The Release of Government's EU Exit Analysis

The EU free trade agreements still expected to cost the UK by 4.8 percent of its projected economic growth for the next 15 years, based on the confidential government ‘EU exit analysis’ released yesterday. The decline in growth amounted to £55 billion of the British government debt by 2033, which could further negate the expected ‘Brexit dividend’ by the supporters of the EU exit. The report was issued by the department of Exiting the EU committee. Moreover, Brexit Secretary David Davis stated that the published document should be kept confidential but some parts of the material were already leaked to the media last month.

The alternative option led by Theresa May’s team is the “Membership of the single market” but was ruled out due to the possible drop in GDP by 1.6 percent. On one hand, the ‘no deal’ Brexit would return the UK trading with the EU-27 under the standards of the World Trade Organisation and would cost 7.7 percent of the GDP based on the government numbers.
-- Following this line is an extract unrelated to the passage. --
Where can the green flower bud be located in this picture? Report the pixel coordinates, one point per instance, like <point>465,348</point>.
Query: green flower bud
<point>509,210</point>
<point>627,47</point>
This could result in a surge of government borrowing by £20 billion and £80 billion, respectively. With this, there are assumptions that approximately 40,000 to 90,000 EU migrants are planning to leave the United Kingdom.
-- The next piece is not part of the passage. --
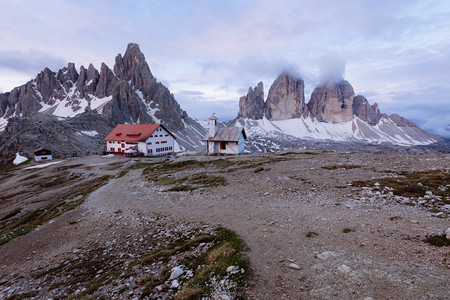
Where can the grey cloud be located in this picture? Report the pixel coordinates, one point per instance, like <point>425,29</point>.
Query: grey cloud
<point>28,62</point>
<point>197,105</point>
<point>332,67</point>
Included in the analysis is the projected economic benefits from the reducing regulations. The government of Britain would likely create its original version of impact assessment, however, some of the think tanks are expected to see potential gains around zero and 2 percent only of the GDP. Nevertheless, the report does not mainly evaluate the short-term economic effect of Brexit.
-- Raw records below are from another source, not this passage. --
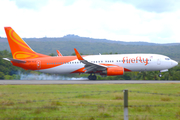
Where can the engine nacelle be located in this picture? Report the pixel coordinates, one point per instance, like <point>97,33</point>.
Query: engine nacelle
<point>115,71</point>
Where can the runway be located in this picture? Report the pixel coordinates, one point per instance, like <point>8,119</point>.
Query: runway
<point>48,82</point>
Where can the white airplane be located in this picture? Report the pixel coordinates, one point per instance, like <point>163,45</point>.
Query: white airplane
<point>105,65</point>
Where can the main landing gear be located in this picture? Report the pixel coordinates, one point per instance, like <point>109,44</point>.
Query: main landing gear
<point>92,77</point>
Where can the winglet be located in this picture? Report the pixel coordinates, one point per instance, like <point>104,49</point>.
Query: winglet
<point>59,54</point>
<point>78,55</point>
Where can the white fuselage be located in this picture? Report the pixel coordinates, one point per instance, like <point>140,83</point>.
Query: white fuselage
<point>130,62</point>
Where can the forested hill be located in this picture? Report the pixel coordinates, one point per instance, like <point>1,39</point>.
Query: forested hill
<point>86,45</point>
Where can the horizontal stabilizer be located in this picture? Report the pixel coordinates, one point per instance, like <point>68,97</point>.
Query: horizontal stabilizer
<point>15,60</point>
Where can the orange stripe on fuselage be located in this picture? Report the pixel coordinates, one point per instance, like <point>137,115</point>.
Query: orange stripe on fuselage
<point>31,64</point>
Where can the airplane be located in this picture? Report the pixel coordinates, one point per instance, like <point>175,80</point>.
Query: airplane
<point>105,65</point>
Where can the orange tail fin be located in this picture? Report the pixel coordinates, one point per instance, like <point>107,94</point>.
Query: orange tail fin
<point>19,48</point>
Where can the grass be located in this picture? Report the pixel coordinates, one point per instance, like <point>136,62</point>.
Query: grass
<point>90,102</point>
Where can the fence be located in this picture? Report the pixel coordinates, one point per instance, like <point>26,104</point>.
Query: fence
<point>66,103</point>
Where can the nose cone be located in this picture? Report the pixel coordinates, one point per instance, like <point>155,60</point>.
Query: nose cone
<point>174,63</point>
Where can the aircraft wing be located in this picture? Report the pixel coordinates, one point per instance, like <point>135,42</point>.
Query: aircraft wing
<point>88,65</point>
<point>15,60</point>
<point>59,54</point>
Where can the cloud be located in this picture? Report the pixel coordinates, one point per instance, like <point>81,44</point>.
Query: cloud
<point>30,4</point>
<point>107,19</point>
<point>158,6</point>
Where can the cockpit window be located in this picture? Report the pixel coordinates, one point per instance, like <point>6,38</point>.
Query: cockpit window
<point>167,58</point>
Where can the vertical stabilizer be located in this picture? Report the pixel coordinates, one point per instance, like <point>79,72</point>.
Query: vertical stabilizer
<point>19,48</point>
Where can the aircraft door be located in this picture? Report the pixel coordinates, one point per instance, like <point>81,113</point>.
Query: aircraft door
<point>158,61</point>
<point>38,62</point>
It further shows that the free trade deal with the United States would benefit the UK GDP by 0.2 percent in the longer term. While another concession with countries under the trans-Pacific and south-east Asia regional group such as Australia, China, India and New Zealand is expected to add 0.1 to 0.4 percent of GDP. Ministers of Britain are hoping to start the talks prior to the Brexit scheduled in March 2019, but this plan seems to be already abandoned.